Remembering The Batman Before The Batman
Photo Courtesy of WBTV
The Joker leaps high into the air, planting one foot against Batman’s chest and then uses the other foot to rock the Dark Knight backwards with a kick to the jaw. Bane turns a dial on his wrist, unleashing a flood of his patented super-steroid Venom into his veins, turning him into a twelve-foot-tall hulking red beast. The Penguin flies forward, landing a barrage of rapid fire kicks on Batman and shortly following it up with flipping leaps into a tree. This is The Batman, and it’s a far cry from the animated adventures that had defined the character for the past ten years.
The Batman, debuting in 2004 on the Kids’ WB programming block, occupies a weird spot in his history. It came hot on the heels of the DC Animated Universe, the staggering collection of shows that began with 1992’s seminal Batman: The Animated Series and would later grow up to involve Superman: The Animated Series, Batman Beyond, and a duology of Justice League series, which had recently begun its last lap with Justice League Unlimited. Meanwhile, we were a year away from Batman Begins, Christopher Nolan’s genre-redefining origin story that effectively reset the tone and lore of the Batman films and Hollywood’s approach to superhero cinema in general.
In that way, The Batman, a series that begins in the third year of Bruce Wayne’s indefinite war on crime and revolves around him meeting his classic array of supervillains and allies for the first time, is a sister series to Nolan’s story. But while Batman Begins and especially its sequel would be praised for flipping a cinematic character that the public had considered as declining since the mid ‘90s, The Batman would score ire in its nascent days. It was also no Batman: The Animated Series, a show that was almost immediately rendered legendary thanks to its noir-heavy atmosphere, distinctive storytelling, and iconic grip on the denizens of Gotham City. The Batman—with its parade of toy-ready gadgets, martial arts-wielding bad guys, and dialogue that featured its fair share of puns—was stuck in its shadows.
The Batman was also undeniably for kids (even though it does include a few awesomely grotesque moments, such as a trippy episode where Batman enters the Joker’s psyche and the first reveal of Clayface—a sobering moment where a horrified man watches the skin on his face begin to sag and stretch in the mirror), and a different generation than the ones that would’ve caught 1992’s series. While B:TAS owed debt to classic crime cinema and the Fleischer Superman shorts from the 1940s, The Batman’s inspiration would come from anime.

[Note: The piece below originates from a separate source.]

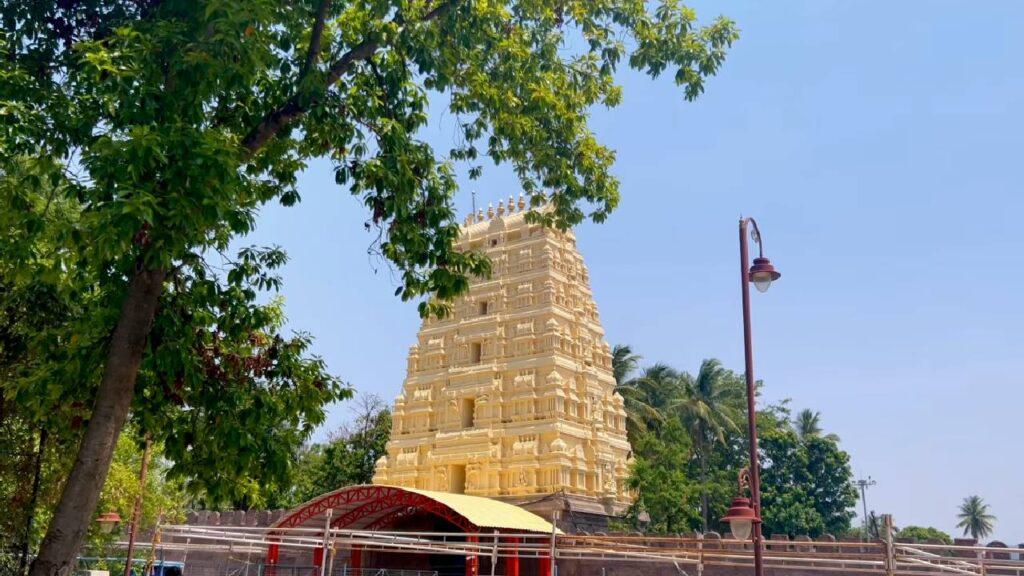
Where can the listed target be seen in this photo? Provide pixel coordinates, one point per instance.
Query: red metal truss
(371, 500)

Jeff Matsuda, the chief character designer fresh off the underrated Jackie Chan Adventures, supplied all sorts of outlandish, angular models that seemed more in line with Naruto than The Third Man.
It’s here that the strengths of The Batman appear the earliest. The plotting of much of the first season remains pretty standard fare, with a few episodes climaxing in a way that suggests the sole purpose was pitching a new action figure to kids. However, the action direction is top notch, with the fight choreography taking the spotlight. Sure, the Joker and the Penguin have never previously been shown as having apparently taken so many Taekwondo lessons, but they look very cool when pulling it off.